The contract for operation of the OPTN was awarded in 1986 [3] to a Richmond-based private, not-for-profit organization called the United Network for Organ Sharing (UNOS) [4]. In 1999, as a move towards a "fast, reliable system to match organs to patient," UNOS started using an internet-based system called UNet to connect transplant hospitals and OPOs [5]. UNet allows transplant hospitals to list patients on the transplant waiting list, and complete and submit OPTN data forms, status justification forms and access reports in a real-time, secure, and a confidential environment. OPOs use UNet to add donors and run donor-recipient matching lists. Donated organs are also offered to transplant centers through UNet.


Centers for Medicare & Medicaid Services (CMS) Conditions of Participation for hospitals require that all providers who accept Medicare and Medicaid financing cooperate and work together to maximize organ and tissue donation by identifying and referring all patients who are at risk of imminent death to the OPO (42 CFR 482.5). Failure to comply with CMS Conditions of Participation places providers at risk of being unable to bill Medicare or Medicaid for services.


The CMS Conditions for Coverage for OPOs (42 CFR Parts 413, 441, 486 & 498,) establish quality standards and specify reporting requirements for OPOs to the OPTN. Specifically, under § 486.328, an OPO must provide individually-identifiable, hospital-specific organ donation and transplantation data and other information to the Organ Procurement and Transplantation Network, the Scientific Registry of Transplant Beneficiaries, and DHHS, as requested by the Secretary. The data may include, but are not limited to, the number of hospital deaths, results of death record reviews, number and timeliness of referral calls from hospitals, number of eligible deaths, data related to non-recovery of organs, data about consents for donation, number of eligible donors, number of organs recovered (by type of organ), and number of organs transplanted (by type of organ).

An OPO must provide hospital-specific organ donation data annually to transplant hospitals with which it has agreements. Data reported by the OPO to OPTN must be reported within 30 days after the end of the month in which a death occurred.
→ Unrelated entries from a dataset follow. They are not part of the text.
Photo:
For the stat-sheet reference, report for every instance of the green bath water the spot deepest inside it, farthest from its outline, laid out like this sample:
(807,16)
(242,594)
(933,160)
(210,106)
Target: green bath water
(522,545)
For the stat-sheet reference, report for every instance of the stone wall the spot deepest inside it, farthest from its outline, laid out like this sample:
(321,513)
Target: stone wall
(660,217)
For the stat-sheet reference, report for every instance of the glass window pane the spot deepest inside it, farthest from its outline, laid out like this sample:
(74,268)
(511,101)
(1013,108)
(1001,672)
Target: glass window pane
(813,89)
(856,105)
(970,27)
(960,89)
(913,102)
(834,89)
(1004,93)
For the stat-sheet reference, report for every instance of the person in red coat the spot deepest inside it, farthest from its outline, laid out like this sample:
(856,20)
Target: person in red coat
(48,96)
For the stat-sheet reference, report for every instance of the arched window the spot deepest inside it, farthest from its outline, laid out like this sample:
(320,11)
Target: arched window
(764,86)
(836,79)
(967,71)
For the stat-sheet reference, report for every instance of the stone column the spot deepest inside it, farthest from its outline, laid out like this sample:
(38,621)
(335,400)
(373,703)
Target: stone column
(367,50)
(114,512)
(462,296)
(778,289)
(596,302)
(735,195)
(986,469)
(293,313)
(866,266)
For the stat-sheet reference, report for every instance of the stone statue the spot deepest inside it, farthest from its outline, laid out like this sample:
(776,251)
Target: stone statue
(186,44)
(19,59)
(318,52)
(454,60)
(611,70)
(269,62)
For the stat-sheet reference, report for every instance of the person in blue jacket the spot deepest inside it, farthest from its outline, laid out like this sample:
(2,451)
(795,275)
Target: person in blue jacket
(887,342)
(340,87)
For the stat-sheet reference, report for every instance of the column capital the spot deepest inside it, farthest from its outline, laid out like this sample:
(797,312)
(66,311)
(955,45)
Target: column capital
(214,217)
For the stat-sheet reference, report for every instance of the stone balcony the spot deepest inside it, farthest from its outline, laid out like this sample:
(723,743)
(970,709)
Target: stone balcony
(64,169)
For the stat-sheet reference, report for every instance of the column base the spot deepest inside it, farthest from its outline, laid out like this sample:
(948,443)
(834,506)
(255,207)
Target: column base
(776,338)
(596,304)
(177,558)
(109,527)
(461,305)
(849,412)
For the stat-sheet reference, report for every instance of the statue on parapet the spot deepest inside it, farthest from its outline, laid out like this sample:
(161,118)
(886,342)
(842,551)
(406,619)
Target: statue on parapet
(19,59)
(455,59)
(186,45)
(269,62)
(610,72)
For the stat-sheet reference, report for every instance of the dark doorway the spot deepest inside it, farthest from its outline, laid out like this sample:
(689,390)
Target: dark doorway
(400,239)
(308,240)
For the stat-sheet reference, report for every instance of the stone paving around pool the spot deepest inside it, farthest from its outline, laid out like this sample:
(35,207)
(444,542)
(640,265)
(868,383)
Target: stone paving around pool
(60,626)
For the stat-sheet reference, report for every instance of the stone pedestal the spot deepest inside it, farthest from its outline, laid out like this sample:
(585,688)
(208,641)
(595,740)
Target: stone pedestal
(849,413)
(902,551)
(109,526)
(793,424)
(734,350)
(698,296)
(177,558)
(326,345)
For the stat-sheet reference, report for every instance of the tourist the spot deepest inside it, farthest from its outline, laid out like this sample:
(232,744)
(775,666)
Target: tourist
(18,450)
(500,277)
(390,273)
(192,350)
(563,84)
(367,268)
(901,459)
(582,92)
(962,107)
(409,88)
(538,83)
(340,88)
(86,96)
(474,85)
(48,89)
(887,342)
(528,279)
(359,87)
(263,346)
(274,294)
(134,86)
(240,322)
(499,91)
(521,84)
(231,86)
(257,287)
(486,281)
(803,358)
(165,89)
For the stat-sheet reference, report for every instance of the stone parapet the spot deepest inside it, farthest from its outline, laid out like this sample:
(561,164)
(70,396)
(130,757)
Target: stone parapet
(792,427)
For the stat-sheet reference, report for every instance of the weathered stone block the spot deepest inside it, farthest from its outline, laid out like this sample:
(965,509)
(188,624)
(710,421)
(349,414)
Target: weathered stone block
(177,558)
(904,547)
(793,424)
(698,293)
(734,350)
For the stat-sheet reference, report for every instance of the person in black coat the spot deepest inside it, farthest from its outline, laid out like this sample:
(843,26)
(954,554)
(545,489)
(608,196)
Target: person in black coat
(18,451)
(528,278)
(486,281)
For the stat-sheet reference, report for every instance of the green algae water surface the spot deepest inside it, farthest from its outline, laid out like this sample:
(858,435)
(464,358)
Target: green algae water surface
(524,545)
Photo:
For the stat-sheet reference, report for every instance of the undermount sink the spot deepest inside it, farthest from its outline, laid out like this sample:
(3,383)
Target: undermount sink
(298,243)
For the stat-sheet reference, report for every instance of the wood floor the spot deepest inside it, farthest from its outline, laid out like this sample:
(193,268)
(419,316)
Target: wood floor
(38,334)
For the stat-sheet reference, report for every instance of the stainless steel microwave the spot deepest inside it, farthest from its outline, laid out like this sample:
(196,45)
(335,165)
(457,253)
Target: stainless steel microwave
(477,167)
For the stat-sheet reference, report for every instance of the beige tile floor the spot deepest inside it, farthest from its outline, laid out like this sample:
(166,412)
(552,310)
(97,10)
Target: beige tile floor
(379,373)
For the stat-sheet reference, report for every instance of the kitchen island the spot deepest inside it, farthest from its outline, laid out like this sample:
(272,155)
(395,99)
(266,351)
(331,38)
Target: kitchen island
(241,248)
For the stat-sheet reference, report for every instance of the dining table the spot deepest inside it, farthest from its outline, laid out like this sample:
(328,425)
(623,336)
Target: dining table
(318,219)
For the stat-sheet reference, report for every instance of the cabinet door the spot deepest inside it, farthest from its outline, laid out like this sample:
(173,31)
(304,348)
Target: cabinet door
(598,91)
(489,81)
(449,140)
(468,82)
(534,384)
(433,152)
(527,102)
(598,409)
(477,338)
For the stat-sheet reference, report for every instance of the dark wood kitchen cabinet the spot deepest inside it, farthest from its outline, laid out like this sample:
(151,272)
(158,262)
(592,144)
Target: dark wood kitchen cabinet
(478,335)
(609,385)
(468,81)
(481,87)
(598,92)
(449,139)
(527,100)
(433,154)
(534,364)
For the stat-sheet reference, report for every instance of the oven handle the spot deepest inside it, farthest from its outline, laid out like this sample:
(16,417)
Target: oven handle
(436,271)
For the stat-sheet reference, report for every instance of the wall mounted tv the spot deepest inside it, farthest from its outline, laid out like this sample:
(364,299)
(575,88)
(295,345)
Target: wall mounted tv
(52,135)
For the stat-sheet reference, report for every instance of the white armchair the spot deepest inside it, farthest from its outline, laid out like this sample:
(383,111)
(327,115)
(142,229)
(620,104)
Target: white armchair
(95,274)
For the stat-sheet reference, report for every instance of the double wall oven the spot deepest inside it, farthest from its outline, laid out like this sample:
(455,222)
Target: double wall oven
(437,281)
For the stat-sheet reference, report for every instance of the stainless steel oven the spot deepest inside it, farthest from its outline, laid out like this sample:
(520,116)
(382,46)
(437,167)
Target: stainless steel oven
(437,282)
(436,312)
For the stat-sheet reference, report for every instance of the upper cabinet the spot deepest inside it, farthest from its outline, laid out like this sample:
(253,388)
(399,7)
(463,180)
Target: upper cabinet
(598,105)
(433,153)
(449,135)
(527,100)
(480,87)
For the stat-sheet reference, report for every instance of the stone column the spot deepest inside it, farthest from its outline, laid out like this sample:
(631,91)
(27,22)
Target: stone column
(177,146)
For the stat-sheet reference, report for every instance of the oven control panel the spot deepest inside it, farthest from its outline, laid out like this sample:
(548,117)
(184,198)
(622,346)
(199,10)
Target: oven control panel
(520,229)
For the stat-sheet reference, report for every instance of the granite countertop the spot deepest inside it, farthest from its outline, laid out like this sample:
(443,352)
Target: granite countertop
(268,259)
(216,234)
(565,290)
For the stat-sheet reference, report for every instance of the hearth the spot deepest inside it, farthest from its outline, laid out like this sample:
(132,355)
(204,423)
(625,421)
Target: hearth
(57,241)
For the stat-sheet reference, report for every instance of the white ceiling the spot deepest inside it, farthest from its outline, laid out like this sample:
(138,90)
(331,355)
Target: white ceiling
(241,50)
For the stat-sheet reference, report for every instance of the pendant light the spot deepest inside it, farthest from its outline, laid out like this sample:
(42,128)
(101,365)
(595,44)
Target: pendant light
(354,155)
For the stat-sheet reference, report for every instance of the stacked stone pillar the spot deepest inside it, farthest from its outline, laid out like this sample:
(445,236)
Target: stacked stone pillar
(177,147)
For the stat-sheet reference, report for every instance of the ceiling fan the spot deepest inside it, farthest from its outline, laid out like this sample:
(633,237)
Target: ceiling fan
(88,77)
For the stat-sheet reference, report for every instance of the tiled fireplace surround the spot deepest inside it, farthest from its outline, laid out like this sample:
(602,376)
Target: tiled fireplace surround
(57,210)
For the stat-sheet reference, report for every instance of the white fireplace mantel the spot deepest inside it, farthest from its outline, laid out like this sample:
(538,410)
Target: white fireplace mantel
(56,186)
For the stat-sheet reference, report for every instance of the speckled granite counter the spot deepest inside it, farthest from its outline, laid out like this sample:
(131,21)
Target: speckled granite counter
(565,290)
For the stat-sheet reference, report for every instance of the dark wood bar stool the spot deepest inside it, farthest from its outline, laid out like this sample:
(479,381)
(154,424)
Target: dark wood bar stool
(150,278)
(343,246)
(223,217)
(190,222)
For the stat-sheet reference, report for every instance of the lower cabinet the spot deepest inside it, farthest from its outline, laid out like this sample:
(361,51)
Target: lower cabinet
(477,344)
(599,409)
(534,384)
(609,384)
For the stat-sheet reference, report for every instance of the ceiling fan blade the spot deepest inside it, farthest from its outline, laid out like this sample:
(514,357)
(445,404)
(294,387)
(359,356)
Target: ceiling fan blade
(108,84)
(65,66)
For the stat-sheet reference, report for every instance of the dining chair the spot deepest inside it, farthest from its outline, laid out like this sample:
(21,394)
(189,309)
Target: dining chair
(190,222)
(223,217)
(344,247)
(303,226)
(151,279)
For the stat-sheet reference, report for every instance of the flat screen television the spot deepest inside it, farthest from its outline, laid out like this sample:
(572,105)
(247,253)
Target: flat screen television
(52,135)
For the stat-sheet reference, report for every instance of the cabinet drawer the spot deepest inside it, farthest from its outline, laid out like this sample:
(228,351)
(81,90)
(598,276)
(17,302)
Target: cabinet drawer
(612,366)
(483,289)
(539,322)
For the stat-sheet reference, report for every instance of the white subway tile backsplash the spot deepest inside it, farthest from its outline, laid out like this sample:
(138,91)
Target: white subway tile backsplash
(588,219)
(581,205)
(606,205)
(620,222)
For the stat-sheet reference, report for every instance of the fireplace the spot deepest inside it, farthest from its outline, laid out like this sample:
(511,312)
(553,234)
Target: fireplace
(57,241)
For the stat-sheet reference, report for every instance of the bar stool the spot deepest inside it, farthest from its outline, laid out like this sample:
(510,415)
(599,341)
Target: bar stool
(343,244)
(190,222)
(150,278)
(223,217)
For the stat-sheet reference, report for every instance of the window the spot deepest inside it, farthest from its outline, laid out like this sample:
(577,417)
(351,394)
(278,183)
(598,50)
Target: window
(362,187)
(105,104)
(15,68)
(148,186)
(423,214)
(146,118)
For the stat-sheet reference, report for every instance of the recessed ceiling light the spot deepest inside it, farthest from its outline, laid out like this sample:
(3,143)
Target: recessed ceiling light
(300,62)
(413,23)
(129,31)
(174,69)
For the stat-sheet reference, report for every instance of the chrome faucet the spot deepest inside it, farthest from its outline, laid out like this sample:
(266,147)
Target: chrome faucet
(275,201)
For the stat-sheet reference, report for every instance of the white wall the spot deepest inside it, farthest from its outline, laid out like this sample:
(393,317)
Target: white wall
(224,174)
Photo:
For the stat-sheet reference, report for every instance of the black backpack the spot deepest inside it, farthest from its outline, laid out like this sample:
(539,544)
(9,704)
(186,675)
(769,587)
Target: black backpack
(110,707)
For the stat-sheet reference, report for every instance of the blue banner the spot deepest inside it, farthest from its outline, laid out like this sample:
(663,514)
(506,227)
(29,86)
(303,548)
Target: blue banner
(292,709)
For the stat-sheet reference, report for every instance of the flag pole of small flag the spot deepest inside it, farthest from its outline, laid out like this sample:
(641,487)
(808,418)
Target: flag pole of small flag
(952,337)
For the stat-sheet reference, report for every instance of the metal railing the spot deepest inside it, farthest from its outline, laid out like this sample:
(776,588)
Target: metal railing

The FDA regulates the use of tissue in transplantation. This includes corneas, tendons, bone, skin and other tissues. FDA rules stipulate the criteria for selecting donors, the handling and processing and transportation of tissue, storage and transfer to tissue banks so that it can be available for future patients.

The FDA regulates human cells, tissues or cellular or tissue-based products intended for implantation, transplantation, infusion or transfer into a human recipient as HCT/Ps. The FDA established regulations for HCT/Ps to prevent the introduction, transmission, and spread of communicable diseases. Further, the FDA issues guidance to assist in complying with the requirements for donor-eligibility determinations based on donor screening and testing for relevant communicable disease agents and diseases. Specifically, under § 1271.50, a donor-eligibility determination is a conclusion that a donor is either eligible or ineligible to donate cells or tissues to be used in an HCT/P, based on results of donor screening and testing.

Organ donation and transplantation proceeds in the context of a strong institutional framework regulated by the federal government.